Graeme Smith
London
Closures in Britain’s hospitality sector slowed from eight sites a day in 2023 to four a day in the first quarter of 2024, the latest Hospitality Market Monitor from AlixPartners and CGA by NIQ reveals.
The research indicates a 0.4% decline in total numbers between the start of January and the end of March – the third smallest quarter-on-quarter drop since the start of the pandemic.
The current total of 98,745 hospitality venues (pubs, bars, restaurants, hotels, and other forms of licensed premises) means the market is down by 2.5% year-on-year, equivalent to one in 40 venues shutting in the past 12 months.
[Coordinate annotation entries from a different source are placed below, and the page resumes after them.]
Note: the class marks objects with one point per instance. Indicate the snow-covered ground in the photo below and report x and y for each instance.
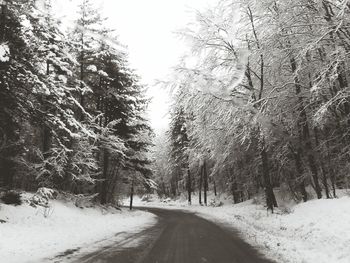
(315, 231)
(38, 234)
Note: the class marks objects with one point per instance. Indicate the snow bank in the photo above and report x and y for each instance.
(4, 52)
(315, 231)
(36, 234)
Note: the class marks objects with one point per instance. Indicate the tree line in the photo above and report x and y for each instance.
(72, 111)
(261, 102)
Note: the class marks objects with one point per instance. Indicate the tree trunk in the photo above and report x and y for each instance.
(205, 178)
(189, 186)
(269, 194)
(131, 194)
(303, 123)
(298, 167)
(214, 185)
(104, 185)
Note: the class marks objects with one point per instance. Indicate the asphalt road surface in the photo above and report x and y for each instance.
(179, 237)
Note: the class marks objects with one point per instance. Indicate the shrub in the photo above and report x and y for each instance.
(12, 198)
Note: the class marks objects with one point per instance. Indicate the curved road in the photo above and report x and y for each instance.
(179, 237)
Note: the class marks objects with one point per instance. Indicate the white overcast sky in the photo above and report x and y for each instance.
(147, 27)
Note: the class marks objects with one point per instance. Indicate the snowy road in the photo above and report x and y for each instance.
(179, 237)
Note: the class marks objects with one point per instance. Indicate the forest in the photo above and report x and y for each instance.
(253, 163)
(72, 111)
(260, 103)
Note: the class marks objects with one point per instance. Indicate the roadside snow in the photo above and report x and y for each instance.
(29, 236)
(4, 52)
(315, 231)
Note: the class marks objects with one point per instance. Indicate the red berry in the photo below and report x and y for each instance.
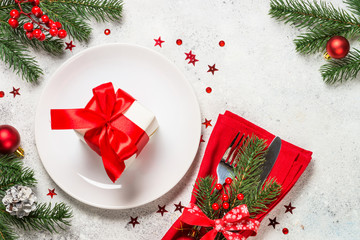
(30, 35)
(44, 18)
(228, 180)
(62, 33)
(14, 14)
(42, 37)
(13, 23)
(53, 32)
(225, 197)
(28, 26)
(215, 206)
(58, 25)
(37, 33)
(240, 196)
(35, 2)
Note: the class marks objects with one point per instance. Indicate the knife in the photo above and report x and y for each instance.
(270, 158)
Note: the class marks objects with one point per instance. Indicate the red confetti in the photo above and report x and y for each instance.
(179, 42)
(51, 193)
(69, 46)
(134, 221)
(15, 91)
(207, 123)
(107, 32)
(158, 42)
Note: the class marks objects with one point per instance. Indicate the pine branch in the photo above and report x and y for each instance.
(44, 217)
(306, 14)
(340, 70)
(17, 57)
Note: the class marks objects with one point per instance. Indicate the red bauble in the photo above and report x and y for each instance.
(9, 139)
(338, 47)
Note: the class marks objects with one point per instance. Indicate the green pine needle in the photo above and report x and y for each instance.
(339, 70)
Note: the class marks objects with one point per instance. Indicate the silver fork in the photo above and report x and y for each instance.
(227, 163)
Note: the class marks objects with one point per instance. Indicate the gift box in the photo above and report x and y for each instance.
(113, 124)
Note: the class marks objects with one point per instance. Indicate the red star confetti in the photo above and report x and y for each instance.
(161, 210)
(273, 222)
(158, 42)
(212, 69)
(51, 193)
(134, 221)
(207, 123)
(15, 91)
(179, 207)
(289, 208)
(69, 46)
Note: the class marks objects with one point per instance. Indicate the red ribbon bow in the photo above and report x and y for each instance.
(112, 135)
(232, 225)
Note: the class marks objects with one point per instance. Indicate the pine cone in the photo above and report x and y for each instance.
(19, 201)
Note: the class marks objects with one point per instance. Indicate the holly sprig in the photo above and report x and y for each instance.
(321, 21)
(243, 187)
(45, 218)
(74, 16)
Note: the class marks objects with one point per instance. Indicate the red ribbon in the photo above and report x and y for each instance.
(112, 135)
(233, 225)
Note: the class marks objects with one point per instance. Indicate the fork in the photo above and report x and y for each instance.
(227, 163)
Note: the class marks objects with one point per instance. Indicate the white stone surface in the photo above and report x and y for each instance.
(260, 77)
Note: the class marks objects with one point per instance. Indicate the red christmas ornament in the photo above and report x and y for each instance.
(9, 139)
(228, 180)
(337, 47)
(215, 206)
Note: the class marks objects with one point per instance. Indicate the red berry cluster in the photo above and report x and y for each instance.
(44, 23)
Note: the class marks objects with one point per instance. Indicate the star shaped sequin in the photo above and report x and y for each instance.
(212, 69)
(158, 42)
(134, 221)
(15, 91)
(179, 207)
(207, 123)
(289, 208)
(161, 210)
(51, 193)
(273, 222)
(69, 46)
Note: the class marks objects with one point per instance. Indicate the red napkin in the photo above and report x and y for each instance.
(289, 165)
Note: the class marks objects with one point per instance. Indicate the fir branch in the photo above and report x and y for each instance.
(306, 14)
(44, 217)
(339, 70)
(17, 57)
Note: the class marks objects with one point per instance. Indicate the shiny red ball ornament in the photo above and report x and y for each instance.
(9, 139)
(14, 14)
(240, 196)
(228, 180)
(13, 23)
(218, 186)
(337, 47)
(215, 206)
(225, 197)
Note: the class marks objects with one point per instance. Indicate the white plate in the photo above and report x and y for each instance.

However, the latest three-month snapshot provides cautious confidence that a slight easing of cost pressures may be starting to put the brakes on business closures.
The economy and the hospitality sector have been impacted by many different and significant factors in the past three years, whether that be the disruption from rapid inflation or the longer-than-anticipated recovery period from the pandemic.
This has been visibly illustrated by hospitality openings and closures. These headline rates have always been among the most meaningful proxy for assessing the overall health of the industry and the operating climate. While the number of venues continues to tick down overall, the slowing rate is a further sign of the easing of some of these big market pressures. Operating conditions are clearly not easy, but the volatility of recent years has calmed.
Another key indicator for the hospitality market is M&A activity, which is building momentum, partly on the back of this easing of market pressures, and also as interest rates stabilise and financing markets open up. Debt is available – albeit more expensive than it used to be. As a consequence, we expect these more stable conditions to continue to translate into fewer closures and more M&A deal activity.
On the back of this stabilisation, we’re thankfully returning to a world where the value of hospitality businesses is driven by operational performance and growth prospects, which are particularly encouraging for small but ambitious restaurant groups. Businesses with distinctive and good-value concepts have been scaling up by occupying vacated units, often on more favourable rental terms than were previously available.
While significant pressure on certain parts of the market remain – as can be seen by recent high-street bar and nightclub restructuring activity – if inflation and interest rates continue to ease, we expect that market confidence will build. If that happens, it should feel like a significant corner has been turned and better times, fuelled by margin expansion and growth, lie ahead.